EPM 101Cash Flow Forecasting
EPM 101

Cash Flow Forecasting: How Finance Teams Project Liquidity and Plan Ahead

Why profitability and cash are not the same thing, how to forecast cash flow across multiple horizons and where it fits in the planning stack.

EPM 101 Guide11 min readUpdated February 2026

Cash flow forecasting projects when cash will move into and out of the business. It is distinct from P&L forecasting because a company can be profitable and still run out of cash. Revenue recognized is not cash received. Expenses accrued are not cash paid. The gap between accrual and cash is where liquidity risk lives.

This guide covers why cash flow forecasting matters, the direct and indirect methods, time horizons, how to build a 13-week cash forecast, common challenges and how cash forecasting connects to the broader planning process.

Why Cash Flow Forecasting Matters

Companies do not fail because they are unprofitable. They fail because they run out of cash. The most common cause of avoidable financial distress is not a bad business model — it is a failure to anticipate when cash will be needed and whether it will be available.

Cash flow forecasting gives finance teams and leadership visibility into future liquidity so they can make informed decisions about spending, borrowing, investing and risk management.

Direct vs Indirect Method

Direct Method

Forecasts actual cash receipts and disbursements. When will customers pay? When do we pay vendors, payroll, rent, debt service?

Best for: short-term (13-week) liquidity planning

Indirect Method

Starts with net income and adjusts for non-cash items (depreciation, stock comp) and working capital changes (AR, AP, inventory).

Best for: medium and long-term cash planning

Most organizations need both. The direct method provides granular near-term accuracy. The indirect method scales better for longer horizons where transaction-level detail is impractical.

Time Horizons

13-week rolling (short-term)

Weekly cash receipts and disbursements.
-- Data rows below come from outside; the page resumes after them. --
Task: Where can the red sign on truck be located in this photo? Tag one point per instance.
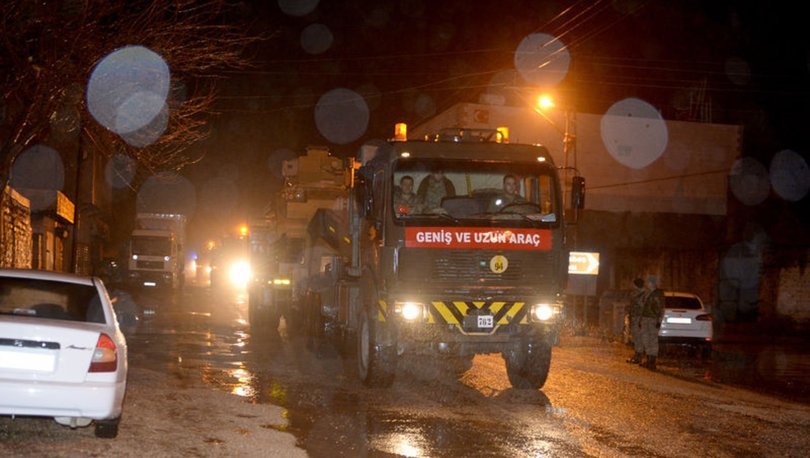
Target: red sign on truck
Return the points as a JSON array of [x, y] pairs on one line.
[[485, 238]]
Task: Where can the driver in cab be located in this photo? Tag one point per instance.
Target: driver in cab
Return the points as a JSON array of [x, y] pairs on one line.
[[508, 196]]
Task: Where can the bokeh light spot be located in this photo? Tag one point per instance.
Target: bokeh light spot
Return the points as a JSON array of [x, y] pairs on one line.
[[634, 133], [542, 59], [151, 132], [128, 88], [749, 181], [790, 176], [119, 171], [341, 116]]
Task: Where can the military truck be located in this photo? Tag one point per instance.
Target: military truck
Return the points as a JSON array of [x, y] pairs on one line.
[[479, 273], [314, 180]]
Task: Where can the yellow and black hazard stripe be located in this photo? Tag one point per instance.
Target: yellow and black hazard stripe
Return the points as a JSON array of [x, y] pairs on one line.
[[454, 312], [441, 312]]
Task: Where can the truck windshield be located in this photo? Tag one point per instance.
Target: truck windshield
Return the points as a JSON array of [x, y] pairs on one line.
[[475, 192], [151, 246]]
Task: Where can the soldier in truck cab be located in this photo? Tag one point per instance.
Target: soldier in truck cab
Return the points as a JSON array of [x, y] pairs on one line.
[[405, 200], [434, 188], [508, 196]]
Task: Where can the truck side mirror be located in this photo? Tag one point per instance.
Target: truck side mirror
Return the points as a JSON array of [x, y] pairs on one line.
[[363, 195], [578, 193]]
Managed by treasury. Used for daily cash positioning, covenant compliance and liquidity risk management.

6-12 month (medium-term)

Monthly cash projections tied to the P&L forecast. Used for working capital planning, credit facility management and investment timing.

1-3 year (long-term)

Quarterly or annual projections. Used for capital allocation, M&A planning, dividend policy and strategic financing decisions.

Building a 13-Week Cash Forecast

01

Start with opening cash

Begin each week with the actual or projected cash balance from the prior week.

02

Forecast receipts

Project customer collections by analyzing AR aging, payment terms, historical collection patterns and known large payments.

03

Forecast disbursements

Map all outflows — payroll, vendor payments, rent, debt service, tax payments, capital expenditures — to the week they are due.

04

Calculate net cash flow

Receipts minus disbursements gives the net cash movement for each week. Add to opening balance for closing balance.

05

Identify shortfalls and surpluses

Flag weeks where cash falls below minimum thresholds. Identify surplus weeks where cash can be deployed or invested.

Common Challenges

AR timing uncertainty — customers do not always pay on terms. Historical patterns help but are not guarantees.

Intercompany flows — multi-entity organizations struggle to forecast internal cash movements accurately.

Capital expenditure timing — large projects frequently shift timing, creating material cash forecast misses.

Organizational silos — treasury, accounting and FP&A often maintain separate, disconnected views of cash.

Confusing profitability with liquidity — strong P&L performance does not guarantee cash availability.